Patterson's departure may impact ASU most in its efforts to renovate Sun Devil Stadium. Patterson's business and fundraising prowess played a key role in his promotion to athletic director, and he had made significant strides toward getting the stadium project funded.

Now, the timeline for the renovations beyond the demolition of upper-level north-end-zone seats this offseason appears in flux.

ASU football coach Todd Graham, who Patterson had a heavy hand in hiring in December 2011, was informed of Patterson's departure before he met with the media following a Tuesday morning practice but offered no reaction to the news.

"I don't have (a reaction) at all, really," Graham said. "I'm just getting our team ready to play Utah."

Graham did briefly discuss his relationship with Patterson.

"Obviously I think the world of Steve," Graham said. "He's a person that was instrumental in bringing me here.

"I'm very grateful to him and Dr. Crow for bringing me here. … All I'll say on that deal is how much I think of Steve. He's been a great partner."

Patterson made just one hire officially, tabbing Craig Nicholson to lead ASU's softball program when Clint Myers departed for the vacant Auburn job.

Patterson's contract at ASU included a clause that stipulated he had to obtain Crow's consent to take the job at Texas. Crow told The Arizona Republic he agreed to Patterson's departure on the condition Patterson not hire anyone from ASU to work for him at Texas.

Crow said Rund will lead the athletic department while ASU conducts a national search for Patterson's replacement. Rund is currently senior vice president for educational outreach and students services across ASU's four campuses.

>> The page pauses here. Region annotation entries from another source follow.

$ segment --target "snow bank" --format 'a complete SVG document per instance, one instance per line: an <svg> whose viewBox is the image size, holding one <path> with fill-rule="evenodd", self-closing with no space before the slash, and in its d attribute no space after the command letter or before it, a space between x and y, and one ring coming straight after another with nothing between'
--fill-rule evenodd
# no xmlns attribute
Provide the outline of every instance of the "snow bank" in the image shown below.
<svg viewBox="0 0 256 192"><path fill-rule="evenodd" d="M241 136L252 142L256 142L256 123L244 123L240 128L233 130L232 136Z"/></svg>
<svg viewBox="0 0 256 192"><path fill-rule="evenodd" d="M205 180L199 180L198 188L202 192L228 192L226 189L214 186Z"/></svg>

He previously served as dean of student development, associate vice president for student affairs and vice president for university undergraduate initiatives.

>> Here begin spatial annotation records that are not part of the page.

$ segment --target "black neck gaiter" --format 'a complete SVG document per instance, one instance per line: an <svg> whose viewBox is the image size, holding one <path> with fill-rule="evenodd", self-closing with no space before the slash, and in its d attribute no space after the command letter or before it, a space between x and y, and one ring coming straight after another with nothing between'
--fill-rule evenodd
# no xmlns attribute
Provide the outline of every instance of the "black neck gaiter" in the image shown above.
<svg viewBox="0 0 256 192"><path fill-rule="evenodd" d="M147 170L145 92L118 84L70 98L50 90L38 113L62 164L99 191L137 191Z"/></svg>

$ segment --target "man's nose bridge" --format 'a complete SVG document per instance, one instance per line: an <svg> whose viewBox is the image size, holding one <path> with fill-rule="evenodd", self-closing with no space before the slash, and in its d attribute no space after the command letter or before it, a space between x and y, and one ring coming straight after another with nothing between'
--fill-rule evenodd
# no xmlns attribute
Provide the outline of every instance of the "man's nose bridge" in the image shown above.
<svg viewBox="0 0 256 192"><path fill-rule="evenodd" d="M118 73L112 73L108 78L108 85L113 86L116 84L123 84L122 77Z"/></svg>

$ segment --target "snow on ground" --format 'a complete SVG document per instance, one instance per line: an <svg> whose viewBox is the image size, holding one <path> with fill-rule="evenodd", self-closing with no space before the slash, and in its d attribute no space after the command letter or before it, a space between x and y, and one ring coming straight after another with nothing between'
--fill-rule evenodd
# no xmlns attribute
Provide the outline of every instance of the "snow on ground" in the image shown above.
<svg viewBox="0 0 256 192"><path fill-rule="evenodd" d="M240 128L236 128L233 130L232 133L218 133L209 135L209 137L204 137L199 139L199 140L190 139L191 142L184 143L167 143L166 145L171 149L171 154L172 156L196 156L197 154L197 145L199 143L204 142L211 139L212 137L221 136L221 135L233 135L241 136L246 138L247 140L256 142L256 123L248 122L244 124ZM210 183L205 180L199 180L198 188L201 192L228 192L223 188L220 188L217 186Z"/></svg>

Rund, who has a doctorate in higher and adult education from ASU, has no previous experience in athletics administration but does serve on the executive committee of the board of directors for the Sun Devil Club, the fundraising arm of ASU athletics.

Longtime Texas athletic director DeLoss Dodds announced earlier this year he intended to step down in August 2014, but he will step aside into an advisory capacity once his successor is in place.

Among the issues that figure to be of immediate concertn to Patterson is the future of football coach Mack Brown, who has been under fire for the Longhorns' recent slippage as a national power.

Dodds and Powers have backed Brown through three consecutive sub-par seasons, and criticism intensified when the Longhorns opened the 2013 season with two losses in their first three games. But they have since won five in a row and moved into first place in the Big 12.